ん~何事?と若干寝ぼけつつ窓から見た光景に俺は固まってしまう。
店先には人の大群が開店まだかなー、楽しみだねーと談笑しているのだ。
俺はすぐに着替え他の人たちの部屋をノックしていく。
みんなまだ寝ていたようでどうしたんですかと尋ねてくるので窓から外を確認してくれと言いみなを待つ。

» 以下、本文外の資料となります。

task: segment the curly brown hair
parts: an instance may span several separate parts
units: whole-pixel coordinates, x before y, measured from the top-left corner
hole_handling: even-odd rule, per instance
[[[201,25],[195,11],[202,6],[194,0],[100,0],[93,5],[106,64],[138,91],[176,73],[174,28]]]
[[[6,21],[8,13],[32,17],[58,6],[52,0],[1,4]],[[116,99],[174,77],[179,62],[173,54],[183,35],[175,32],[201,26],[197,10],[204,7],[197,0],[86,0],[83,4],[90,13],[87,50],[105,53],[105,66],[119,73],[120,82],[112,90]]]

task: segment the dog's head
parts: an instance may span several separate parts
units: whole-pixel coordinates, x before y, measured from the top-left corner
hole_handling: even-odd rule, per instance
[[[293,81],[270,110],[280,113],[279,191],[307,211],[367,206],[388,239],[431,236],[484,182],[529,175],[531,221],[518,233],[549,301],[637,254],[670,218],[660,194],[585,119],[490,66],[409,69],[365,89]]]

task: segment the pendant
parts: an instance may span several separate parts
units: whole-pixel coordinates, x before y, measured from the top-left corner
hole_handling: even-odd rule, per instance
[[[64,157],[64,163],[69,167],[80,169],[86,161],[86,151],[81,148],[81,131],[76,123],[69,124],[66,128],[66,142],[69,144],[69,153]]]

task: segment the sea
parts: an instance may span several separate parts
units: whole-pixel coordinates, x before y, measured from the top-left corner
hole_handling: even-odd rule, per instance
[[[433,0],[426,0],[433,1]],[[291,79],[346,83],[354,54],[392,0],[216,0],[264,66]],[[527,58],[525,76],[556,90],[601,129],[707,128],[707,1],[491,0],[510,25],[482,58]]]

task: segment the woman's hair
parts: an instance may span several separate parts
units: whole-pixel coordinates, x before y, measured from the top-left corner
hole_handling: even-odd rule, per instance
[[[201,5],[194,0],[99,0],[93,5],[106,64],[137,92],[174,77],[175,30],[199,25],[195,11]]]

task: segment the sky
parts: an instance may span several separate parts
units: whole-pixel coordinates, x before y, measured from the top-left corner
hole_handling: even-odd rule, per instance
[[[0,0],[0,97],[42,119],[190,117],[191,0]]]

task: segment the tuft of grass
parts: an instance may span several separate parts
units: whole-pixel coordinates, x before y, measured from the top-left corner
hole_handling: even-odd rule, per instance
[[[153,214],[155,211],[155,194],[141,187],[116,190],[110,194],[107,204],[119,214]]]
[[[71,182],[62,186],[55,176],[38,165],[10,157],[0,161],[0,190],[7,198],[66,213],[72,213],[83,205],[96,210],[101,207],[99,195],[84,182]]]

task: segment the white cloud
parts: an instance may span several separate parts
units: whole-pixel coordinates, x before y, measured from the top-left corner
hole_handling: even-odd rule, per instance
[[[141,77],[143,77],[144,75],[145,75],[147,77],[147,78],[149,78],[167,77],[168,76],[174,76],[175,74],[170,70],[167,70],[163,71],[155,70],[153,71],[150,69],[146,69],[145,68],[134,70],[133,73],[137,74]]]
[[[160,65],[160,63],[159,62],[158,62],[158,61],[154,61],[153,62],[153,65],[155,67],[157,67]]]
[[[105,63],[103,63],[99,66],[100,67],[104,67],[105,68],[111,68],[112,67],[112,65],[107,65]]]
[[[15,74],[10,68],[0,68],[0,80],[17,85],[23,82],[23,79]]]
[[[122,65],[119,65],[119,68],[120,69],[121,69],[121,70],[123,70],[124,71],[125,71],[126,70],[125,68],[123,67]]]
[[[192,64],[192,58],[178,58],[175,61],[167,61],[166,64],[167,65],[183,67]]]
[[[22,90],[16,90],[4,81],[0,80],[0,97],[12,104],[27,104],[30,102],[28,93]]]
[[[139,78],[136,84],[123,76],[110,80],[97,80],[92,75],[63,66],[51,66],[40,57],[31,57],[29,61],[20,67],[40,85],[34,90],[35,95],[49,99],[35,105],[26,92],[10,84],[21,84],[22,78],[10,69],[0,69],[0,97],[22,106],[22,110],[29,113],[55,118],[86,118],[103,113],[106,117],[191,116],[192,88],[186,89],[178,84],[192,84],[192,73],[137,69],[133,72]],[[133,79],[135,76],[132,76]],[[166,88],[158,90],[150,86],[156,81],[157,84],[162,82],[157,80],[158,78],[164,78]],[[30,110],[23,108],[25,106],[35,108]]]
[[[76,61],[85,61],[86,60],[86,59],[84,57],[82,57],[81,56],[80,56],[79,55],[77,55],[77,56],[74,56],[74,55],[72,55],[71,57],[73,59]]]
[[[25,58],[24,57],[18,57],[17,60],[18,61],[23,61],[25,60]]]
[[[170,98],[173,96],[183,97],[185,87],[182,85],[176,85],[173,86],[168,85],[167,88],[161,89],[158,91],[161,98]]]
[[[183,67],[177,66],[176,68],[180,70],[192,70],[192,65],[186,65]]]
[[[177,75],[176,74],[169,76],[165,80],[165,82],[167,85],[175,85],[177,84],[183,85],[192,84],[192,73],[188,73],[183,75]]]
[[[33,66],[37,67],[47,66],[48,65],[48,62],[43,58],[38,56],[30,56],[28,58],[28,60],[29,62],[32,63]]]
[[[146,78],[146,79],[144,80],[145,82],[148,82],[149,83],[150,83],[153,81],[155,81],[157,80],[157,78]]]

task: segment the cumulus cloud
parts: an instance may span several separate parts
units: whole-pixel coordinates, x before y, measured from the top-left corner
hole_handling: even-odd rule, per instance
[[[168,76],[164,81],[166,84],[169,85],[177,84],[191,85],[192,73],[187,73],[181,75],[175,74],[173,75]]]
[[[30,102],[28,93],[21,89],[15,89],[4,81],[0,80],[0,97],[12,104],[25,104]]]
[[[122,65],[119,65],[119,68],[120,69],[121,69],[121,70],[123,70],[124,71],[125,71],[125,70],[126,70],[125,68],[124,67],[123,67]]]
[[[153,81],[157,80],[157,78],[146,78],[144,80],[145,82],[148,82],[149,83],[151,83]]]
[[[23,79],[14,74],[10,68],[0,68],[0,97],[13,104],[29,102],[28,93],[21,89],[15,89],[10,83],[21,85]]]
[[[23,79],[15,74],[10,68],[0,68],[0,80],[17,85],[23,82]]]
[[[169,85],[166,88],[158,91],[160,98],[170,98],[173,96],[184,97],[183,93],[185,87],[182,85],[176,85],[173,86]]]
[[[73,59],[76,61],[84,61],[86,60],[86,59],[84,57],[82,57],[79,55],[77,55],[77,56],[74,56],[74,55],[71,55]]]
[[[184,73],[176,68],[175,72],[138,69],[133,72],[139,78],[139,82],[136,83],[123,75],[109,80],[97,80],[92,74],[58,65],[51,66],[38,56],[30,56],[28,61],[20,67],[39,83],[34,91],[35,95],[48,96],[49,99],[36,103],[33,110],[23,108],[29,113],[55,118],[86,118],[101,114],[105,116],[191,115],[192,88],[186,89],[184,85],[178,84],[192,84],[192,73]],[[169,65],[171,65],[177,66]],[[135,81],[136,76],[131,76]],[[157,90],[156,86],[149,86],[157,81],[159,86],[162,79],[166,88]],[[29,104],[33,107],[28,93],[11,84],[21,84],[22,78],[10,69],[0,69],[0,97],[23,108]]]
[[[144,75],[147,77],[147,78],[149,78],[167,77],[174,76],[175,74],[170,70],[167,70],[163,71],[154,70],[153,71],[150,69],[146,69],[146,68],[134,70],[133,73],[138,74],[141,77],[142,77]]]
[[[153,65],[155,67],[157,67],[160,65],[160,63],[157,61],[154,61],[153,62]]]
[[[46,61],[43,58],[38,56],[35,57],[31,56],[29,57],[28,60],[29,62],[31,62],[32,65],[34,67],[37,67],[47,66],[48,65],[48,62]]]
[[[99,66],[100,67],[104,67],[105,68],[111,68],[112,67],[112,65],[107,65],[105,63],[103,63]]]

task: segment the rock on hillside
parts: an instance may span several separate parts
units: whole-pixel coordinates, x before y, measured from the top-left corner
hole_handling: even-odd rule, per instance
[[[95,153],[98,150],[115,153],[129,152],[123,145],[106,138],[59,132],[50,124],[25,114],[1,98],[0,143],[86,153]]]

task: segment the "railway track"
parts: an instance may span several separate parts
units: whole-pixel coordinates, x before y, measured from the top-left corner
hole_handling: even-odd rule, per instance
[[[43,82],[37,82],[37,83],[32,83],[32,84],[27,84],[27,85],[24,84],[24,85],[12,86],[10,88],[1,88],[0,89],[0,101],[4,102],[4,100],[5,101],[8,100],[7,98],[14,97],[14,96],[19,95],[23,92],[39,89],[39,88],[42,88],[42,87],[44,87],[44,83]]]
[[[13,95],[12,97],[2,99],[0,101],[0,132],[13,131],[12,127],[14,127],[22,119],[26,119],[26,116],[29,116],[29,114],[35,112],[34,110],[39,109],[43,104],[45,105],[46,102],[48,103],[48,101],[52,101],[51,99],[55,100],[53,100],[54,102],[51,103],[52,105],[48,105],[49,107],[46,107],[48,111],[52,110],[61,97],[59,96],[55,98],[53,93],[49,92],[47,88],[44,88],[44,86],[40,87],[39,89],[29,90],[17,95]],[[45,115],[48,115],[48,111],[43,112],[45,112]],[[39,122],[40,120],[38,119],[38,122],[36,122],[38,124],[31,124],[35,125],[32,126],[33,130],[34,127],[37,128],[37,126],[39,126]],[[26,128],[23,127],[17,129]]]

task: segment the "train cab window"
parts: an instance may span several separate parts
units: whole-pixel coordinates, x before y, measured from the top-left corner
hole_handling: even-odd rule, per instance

ドタドタと走り気味に部屋から出てきてあれはいったいとみな思ってしまったようだ。
とにかくすぐに料理に取り掛かろうと号令を出して俺、タエさん、ルカ、サージャ4人で料理作製に入って行く。
キショウにも手伝いに入ってもらい店先で後1時間ほどで開店する説明を頼んだ。
『しかし、こんな早くからあんなに大量に何故お客が来たんだ・・・』
俺の呟きにみな、そうですよねと不思議がっていた。
だが答えはすぐに帰ってきた。
『説明と同時に聞いてきたら理由は簡単だったよ、仕事や準備でこもりがちだった私たちが知らなかっただけで、王様が宣伝をうってたみたいだよ、開祖様時代の伝説の海産料理が蘇る!ってかなり煽ったみたいだよ』
と苦笑いしつつキショウが俺たちの疑問の答えを持ってきた。
説明してる最中にも人はどんどん増えて来てたよと聞きたくない追加情報も教えてくれたのだが、あの人数に対してこの人数ではどうにもならないと思いタエさんへ城へ応援を呼びに行ってもらうのだった。